SQL Queries Tutorial
If you are just getting started with writing SQL queries and looking for an introduction on how to write basic queries for Microsoft SQL Server take a look at this tutorial for some examples on how to learn SQL SELECT, INSERT, UPDATE and DELETE commands.
In this new SQL tutorial, we cover basic the SQL syntax for selecting, inserting, updating and deleting a table.
Requirements for the SQL Examples
To follow along, the following would be helpful:
- SSMS or Azure Data Studio installed.
- An instance of SQL Server installed.
- We will use the AdventureWorks sample database in SQL Server.
Depending on the SQL Server version installed, you can use that version of AdventureWorks or earlier. So, if you have SQL Server 2019 you can use the AdventureWorks2019.bak or lower versions. If you have SQL Server 2012, you should use AdventureWorks2012 or lower versions.
For more information about installing the AdventureWorks database, refer to this link: AdventureWorks Database Installation Steps.
What is SQL?
SQL stands for Structure Query Language. It is a language used by relational databases to SELECT, INSERT, UPDATE and DELETE (DML commands - Data Manipulation Language) data for most of the database platforms like Oracle, SQL Server, MySQL, PostgreSQL, etc. that use the SQL language to query data and manipulate it. You can also use SQL to manage security and other database objects like CREATE DATABASE, CREATE TABLE, stored procedures, functions and more with (DDL commands - Data Definition Language).
To connect from SSMS to SQL Server, use the following link if you are not familiar: Use SQL Server Management Studio to Connect to Database.
SQL SELECT Examples
The select statement is the most basic and simple SQL to query data. Here is the basic syntax:
SELECT column1, column2 FROM schema.table
The following example will query the information from the Person.Person table from the Adventurework2019 database.
SELECT [BusinessEntityID], [PersonType], [NameStyle] FROM [Person].[Person]
The following SQL will query all the columns from the table, by using * instead of specifying column names.

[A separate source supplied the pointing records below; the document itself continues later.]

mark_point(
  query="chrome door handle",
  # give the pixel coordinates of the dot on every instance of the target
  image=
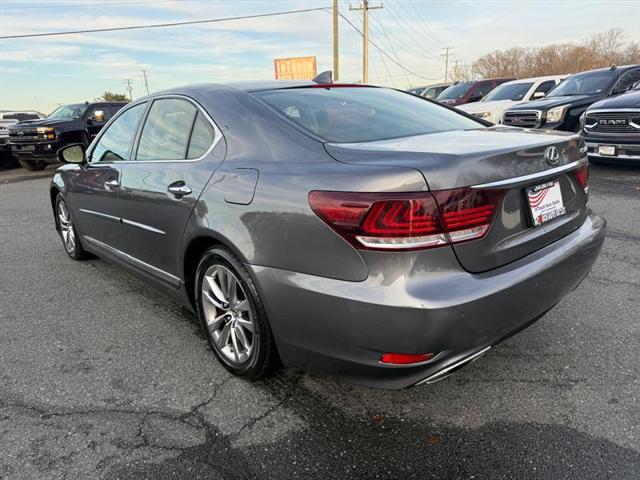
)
(111, 184)
(179, 190)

SELECT * FROM [Person].[Person]
You could also use the following with the same result where you use the table name in front of the *.
SELECT Person.* FROM [Person].[Person]
You can also filter the data using a WHERE clause. The following example will filter the data where the BusinessEntityID is equal to 7.
SELECT * FROM [Person].[Person] WHERE BusinessEntityID = 7
The following example will show how to get persons with first name equal to Gail.
SELECT * FROM [Person].[Person] WHERE FirstName = 'Gail'
Also, we have an example to show all the persons with the last name that ends will the letter l.
SELECT FirstName, LastName FROM [Person].[Person] WHERE LastName LIKE '%l'
For more examples about SELECT statements in a SQL database see these tips and tutorials:
- SQL Server SELECT Examples
- SQL Server Subquery Example
- SQL Server IN vs EXISTS
- What are the Aggregate Functions in SQL
- SQL Server T-SQL Aggregate Functions
- SQL Server Window Aggregate Functions SUM, MIN, MAX and AVG
- SQL SELECT COUNT Function
- UNION vs. UNION ALL in SQL Server
SQL JOIN Examples
JOIN logic is very important in the SQL language. As the name states, it is used to join tables to let you build queries from multiple tables in a SQL database.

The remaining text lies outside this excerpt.